Friday Barnes (series)

Friday Barnes

Friday Barnes









Friday Barnes: Girl Detective


Friday Barnes: Under Suspicion


R. A. Spratt

Random House, 2014

pbk., 250+ pages; RRP $A15.99

Friday Barnes is the daughter of two highly-intelligent, eccentric physicists who are so disconnected from her upbringing that they called her Friday even though she was born on a Thursday.  She did have four siblings, all much older than her being born during the four-and-a-half years their mother had allocated for the task.  Friday was not scheduled and her birth was fitted in around a lecture her mother had to give in Switzerland.  Eleven years later, Friday had largely raised herself and she was happy with that.  Her greatest wish was to be unnoticed because you could do so much more that way like eating a whole block of chocolate at once without it being taken off you.    Unfortunately, it also means that you do not develop very good social skills particularly if you spend your time reading scientific tomes and educating yourself beyond the realms of anything a school could offer.

However, as well as the non-fiction her parents library consisted of, Friday had a penchant for detective novels because “being a detective allowed a person a licence to behave very eccentrically indeed” and she had honed her powers of observation and logical thought over the years.  But the time has now come for Friday to go to high school and given her parents haven’t even realised she is no longer in preschool, it was up to her to sort it.  She would have preferred not to go at all because she saw it as being all about “bullying, dodge ball and having to find a date for the prom” but the government was insistent that she do.  She tried to compromise by applying for university and passed the exam to study medicine but was knocked back on her age. 

So rejecting the idea of the Foreign Legion, the Peace Corps and being smuggled out of the country by people traffickers, after helping her ex-cop, private investigator Uncle Bernie solve a case she finds herself with the means to send herself to Highcrest Academy the best and most expensive boarding school in the whole country.  Her intention is to stay under the radar, do what she has to do and leave.  But things do not work out that way.  Right from the start, her nondescript self-imposed uniform of brown cardigans, grey t-shirts and blue jeans makes her stand out among the fashion parade that is the elite, wealthy students who also attend and being knocked down in the carpark on the first day doesn’t help either. Nor does being the brightest student in the entire school, being labelled “scholarship girl” by the school bully and being unable to help herself being able to point out the flaws and inaccuracies in the conversation and presentations of others. Antagonising the handsome, previously-smartest student Ian Wainscott adds to her woes, particularly when her roommate, the not-so-bright Melanie insists there is a romance blooming, something that Friday scoffs at. But their paths have already been inextricably interwoven…

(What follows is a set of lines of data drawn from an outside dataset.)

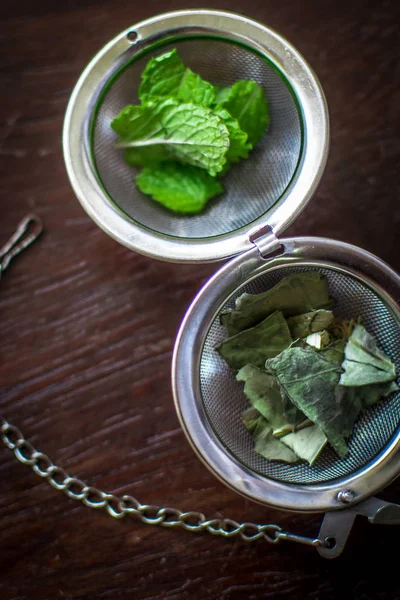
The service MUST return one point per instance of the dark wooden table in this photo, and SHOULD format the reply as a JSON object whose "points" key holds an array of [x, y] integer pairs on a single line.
{"points": [[87, 328]]}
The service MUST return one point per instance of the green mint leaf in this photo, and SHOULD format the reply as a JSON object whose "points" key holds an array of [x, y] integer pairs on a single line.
{"points": [[312, 322], [295, 294], [255, 345], [246, 102], [185, 132], [194, 89], [162, 76], [364, 363], [239, 146], [166, 75], [222, 94], [182, 188]]}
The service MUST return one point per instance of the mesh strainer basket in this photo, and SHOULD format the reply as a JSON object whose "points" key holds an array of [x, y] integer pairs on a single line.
{"points": [[263, 196]]}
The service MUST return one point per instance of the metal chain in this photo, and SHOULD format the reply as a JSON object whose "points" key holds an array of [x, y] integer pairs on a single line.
{"points": [[119, 507]]}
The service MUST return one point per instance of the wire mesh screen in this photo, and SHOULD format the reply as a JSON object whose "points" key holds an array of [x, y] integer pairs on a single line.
{"points": [[251, 186], [225, 401]]}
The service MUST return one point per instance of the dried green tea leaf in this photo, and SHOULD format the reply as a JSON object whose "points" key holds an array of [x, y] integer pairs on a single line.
{"points": [[264, 394], [255, 345], [166, 75], [318, 340], [364, 363], [303, 325], [334, 352], [306, 443], [269, 446], [250, 418], [310, 381], [295, 294], [366, 396]]}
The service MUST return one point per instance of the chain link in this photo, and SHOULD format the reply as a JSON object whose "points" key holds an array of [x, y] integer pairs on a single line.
{"points": [[118, 507]]}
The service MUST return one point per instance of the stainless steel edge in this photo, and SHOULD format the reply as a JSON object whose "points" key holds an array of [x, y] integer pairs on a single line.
{"points": [[183, 23], [186, 381]]}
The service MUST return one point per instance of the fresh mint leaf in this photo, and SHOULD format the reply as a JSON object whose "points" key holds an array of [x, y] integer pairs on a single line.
{"points": [[162, 76], [186, 132], [246, 102], [255, 345], [166, 75], [182, 188], [238, 144]]}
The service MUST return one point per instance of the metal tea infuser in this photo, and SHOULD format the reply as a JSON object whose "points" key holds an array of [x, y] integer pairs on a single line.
{"points": [[263, 197]]}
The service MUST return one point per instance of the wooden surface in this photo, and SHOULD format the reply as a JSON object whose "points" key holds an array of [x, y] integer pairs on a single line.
{"points": [[87, 328]]}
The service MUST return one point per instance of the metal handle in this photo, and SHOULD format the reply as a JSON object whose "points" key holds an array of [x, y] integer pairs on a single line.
{"points": [[21, 239]]}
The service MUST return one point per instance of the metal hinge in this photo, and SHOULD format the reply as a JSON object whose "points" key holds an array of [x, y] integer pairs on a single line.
{"points": [[265, 241]]}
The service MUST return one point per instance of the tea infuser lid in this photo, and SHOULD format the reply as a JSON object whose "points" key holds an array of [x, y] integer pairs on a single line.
{"points": [[270, 188]]}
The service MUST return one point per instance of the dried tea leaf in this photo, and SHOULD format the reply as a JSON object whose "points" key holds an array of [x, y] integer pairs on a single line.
{"points": [[255, 345], [295, 294], [265, 443], [306, 443], [311, 381], [264, 394], [303, 325], [334, 352], [364, 363], [318, 340]]}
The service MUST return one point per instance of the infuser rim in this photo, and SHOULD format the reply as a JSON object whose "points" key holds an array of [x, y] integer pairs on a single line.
{"points": [[315, 497], [230, 26]]}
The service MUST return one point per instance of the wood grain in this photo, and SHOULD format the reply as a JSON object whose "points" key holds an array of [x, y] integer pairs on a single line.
{"points": [[87, 328]]}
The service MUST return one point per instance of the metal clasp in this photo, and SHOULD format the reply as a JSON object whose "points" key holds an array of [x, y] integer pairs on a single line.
{"points": [[20, 240], [265, 240]]}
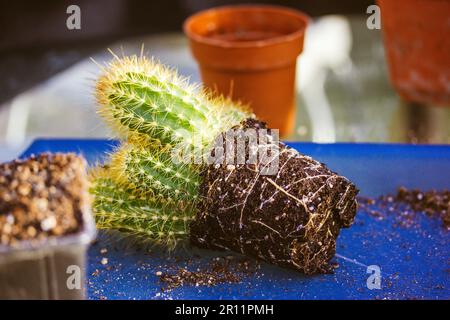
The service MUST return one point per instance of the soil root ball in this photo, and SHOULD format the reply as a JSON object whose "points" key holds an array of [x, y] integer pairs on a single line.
{"points": [[291, 218]]}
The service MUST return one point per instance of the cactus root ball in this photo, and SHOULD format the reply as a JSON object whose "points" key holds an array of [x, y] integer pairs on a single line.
{"points": [[291, 218]]}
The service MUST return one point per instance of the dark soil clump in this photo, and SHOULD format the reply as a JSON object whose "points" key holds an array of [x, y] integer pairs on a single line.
{"points": [[290, 219], [42, 196]]}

More and more, she is called on to solve “mysteries” as her reputation spreads, and eventually the headmaster enlists her to solve the mystery of the strange monster roaming in the school swamp and frightening the living daylights out of everyone.

Friday Barnes in a new series from the author of Nanny Piggins and it is one that will appeal to independent girl readers who want some substance to their reading. Friday is a likeable character who will appeal to many who are not necessarily the high-fliers in the school.  Even though they may not be as smart as Friday, they will read about themselves in this series and thoroughly enjoy it.  Girl Detective  ends on a cliff-hanger, as, having solved the mystery of the swamp monster, Friday herself is then arrested and readers have to discover why in Under Suspicion which has just been released.  Tantalising that also concludes with “To be continued…” suggesting that there will be more episodes in this series that will leave readers waiting on them.

A worthy addition to the collection for girls on the brink of starting their own secondary school adventure.